As part of his trans community activism, Marty worked with Ron Lawrence at the Community Counseling Center of Southern Nevada to help start a transgender support group. But Tracey said that all the other transgender persons in the group were female and “they wanted make-up and cosmetic and other help like that.”

Tracey said in the 90s there wasn’t much information available for trans persons, “If there was, it was more geared to drag performers or cross-dressers. She said, “If you remember, the Internet really didn’t exist then. I started a BBS (Dial-up bulletin board) and we met people that way.”

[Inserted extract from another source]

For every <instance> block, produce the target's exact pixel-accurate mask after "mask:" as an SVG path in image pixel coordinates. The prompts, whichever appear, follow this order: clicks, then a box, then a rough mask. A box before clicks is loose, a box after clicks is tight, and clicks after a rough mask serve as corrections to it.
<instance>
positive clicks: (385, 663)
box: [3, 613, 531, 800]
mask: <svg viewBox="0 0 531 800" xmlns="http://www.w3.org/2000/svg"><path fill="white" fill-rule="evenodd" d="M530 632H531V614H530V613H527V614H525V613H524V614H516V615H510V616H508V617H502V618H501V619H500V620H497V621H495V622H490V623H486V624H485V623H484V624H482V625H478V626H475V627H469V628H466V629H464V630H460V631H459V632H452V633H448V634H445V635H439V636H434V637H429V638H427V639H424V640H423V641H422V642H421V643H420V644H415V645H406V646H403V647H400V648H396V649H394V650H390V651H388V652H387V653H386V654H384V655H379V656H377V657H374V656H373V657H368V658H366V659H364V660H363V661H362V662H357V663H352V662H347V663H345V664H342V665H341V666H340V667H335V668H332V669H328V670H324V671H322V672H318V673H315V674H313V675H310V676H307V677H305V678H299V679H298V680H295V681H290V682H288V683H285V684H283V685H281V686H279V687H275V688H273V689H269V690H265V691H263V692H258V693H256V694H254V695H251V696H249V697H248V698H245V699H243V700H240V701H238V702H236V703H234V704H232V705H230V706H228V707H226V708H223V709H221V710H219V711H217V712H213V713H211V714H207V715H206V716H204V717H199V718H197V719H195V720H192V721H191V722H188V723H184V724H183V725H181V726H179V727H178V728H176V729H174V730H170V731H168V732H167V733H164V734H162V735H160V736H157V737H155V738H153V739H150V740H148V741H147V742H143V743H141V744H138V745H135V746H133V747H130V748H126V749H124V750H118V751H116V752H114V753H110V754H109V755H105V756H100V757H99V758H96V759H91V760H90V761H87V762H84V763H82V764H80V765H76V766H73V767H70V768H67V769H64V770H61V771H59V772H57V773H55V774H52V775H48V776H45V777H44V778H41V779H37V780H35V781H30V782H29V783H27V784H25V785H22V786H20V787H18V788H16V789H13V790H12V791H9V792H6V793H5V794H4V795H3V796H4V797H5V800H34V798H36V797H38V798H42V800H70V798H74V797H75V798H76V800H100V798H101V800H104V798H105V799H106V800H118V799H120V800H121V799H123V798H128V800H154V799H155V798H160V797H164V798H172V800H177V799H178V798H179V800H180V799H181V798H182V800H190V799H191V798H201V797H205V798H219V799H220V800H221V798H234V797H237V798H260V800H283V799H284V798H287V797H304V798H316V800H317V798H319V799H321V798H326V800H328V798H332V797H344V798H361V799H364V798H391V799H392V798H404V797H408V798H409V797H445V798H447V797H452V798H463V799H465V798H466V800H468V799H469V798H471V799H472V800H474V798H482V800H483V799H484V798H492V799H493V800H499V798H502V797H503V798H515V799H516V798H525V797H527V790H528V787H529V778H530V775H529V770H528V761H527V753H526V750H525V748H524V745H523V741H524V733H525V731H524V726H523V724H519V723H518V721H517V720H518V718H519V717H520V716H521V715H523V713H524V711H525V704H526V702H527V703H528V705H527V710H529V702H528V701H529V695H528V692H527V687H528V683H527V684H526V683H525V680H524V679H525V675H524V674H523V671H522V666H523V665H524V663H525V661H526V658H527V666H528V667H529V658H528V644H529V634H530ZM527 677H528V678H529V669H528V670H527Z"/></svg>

She said Marty found out about a magazine called FTM based out of Los Angeles. He met Jeff Shevlowitz, an organizer of an FTM group in Los Angeles and attended an FTM conference in San Francisco.

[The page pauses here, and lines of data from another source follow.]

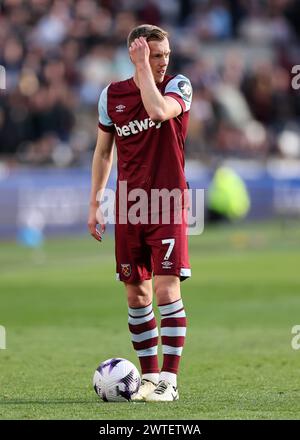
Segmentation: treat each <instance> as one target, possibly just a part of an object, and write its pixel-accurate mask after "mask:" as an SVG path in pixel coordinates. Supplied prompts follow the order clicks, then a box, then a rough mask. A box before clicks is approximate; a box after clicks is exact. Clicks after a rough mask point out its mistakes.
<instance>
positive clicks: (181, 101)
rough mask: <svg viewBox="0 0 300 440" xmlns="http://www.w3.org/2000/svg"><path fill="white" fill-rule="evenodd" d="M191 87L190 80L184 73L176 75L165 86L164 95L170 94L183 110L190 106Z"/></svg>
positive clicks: (190, 82) (191, 86)
mask: <svg viewBox="0 0 300 440" xmlns="http://www.w3.org/2000/svg"><path fill="white" fill-rule="evenodd" d="M192 95H193V89H192V85H191V82H190V80H189V79H188V78H187V77H186V76H184V75H176V76H175V77H174V78H172V79H171V80H170V81H169V82H168V84H167V85H166V88H165V93H164V96H172V97H173V98H174V99H176V101H178V102H179V104H180V105H181V107H182V111H183V112H187V111H188V110H189V109H190V108H191V103H192Z"/></svg>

“That was a wild trip,” Tracey said. “We met over 20 different trans men and some partners, many of them were gay males. I did need to do some learning myself, I guess.”

She noticed that Marty at 6’1″ was taller than most trans men.
She says when the couple came back to Las Vegas, “We started attending a group at the Center called Trans.Lations, and really started to learn more of the trans community”

Tracey says, “We met Rev. Jamie and her husband Dave and that’s when Marty helped get the Out of the Gender Box drop in center started. Marty also worked with the trans psychologist, Jane Heenan, to help start Gender Justice. All this time, Tracey said, Marty was completely stealth at work, his co-workers “believed we were a married heterosexual couple.”

“Sleeping alone,” has been hard Tracey said. “Looking at his empty closet.” She is donating Marty’s clothing to the LGBT Center’s community clothing closet, SWITCH, providing free clothing for trans persons that matches their gender identity.

On April 9th, she totaled the family car. “I was distracted, I guess, ran a red light,” she said. “I wanted to go somewhere to scream and cry.”

When the other people involved in the accident came to help her out of her car, “The first thing I said was ‘My husband just died’ and they were looking for him in the car.” She said, “All I could think of was how angry he would be with me for crashing the car. I had no idea who to call if I couldn’t call him.”

“I belonged to a dachshund club,” Tracey said. “Every year they have a Halloween themed party, called Hallo-weiner. All the dogs would be dressed up in costumes and their owners as well.

“So we dressed up in cowboy outfits and we made my doxie a cowboy vest with fringe and had a little cowboy hat. We had a chihuahua as well and we dressed him up in a little cowboy hat.”

She says, “Buddy, the dachshund was having a heck of a time in his costume. But Yoda, the chihuahua, didn’t want to be on the ground with all the other dogs. So, Marty put him in between his shirt and chest.”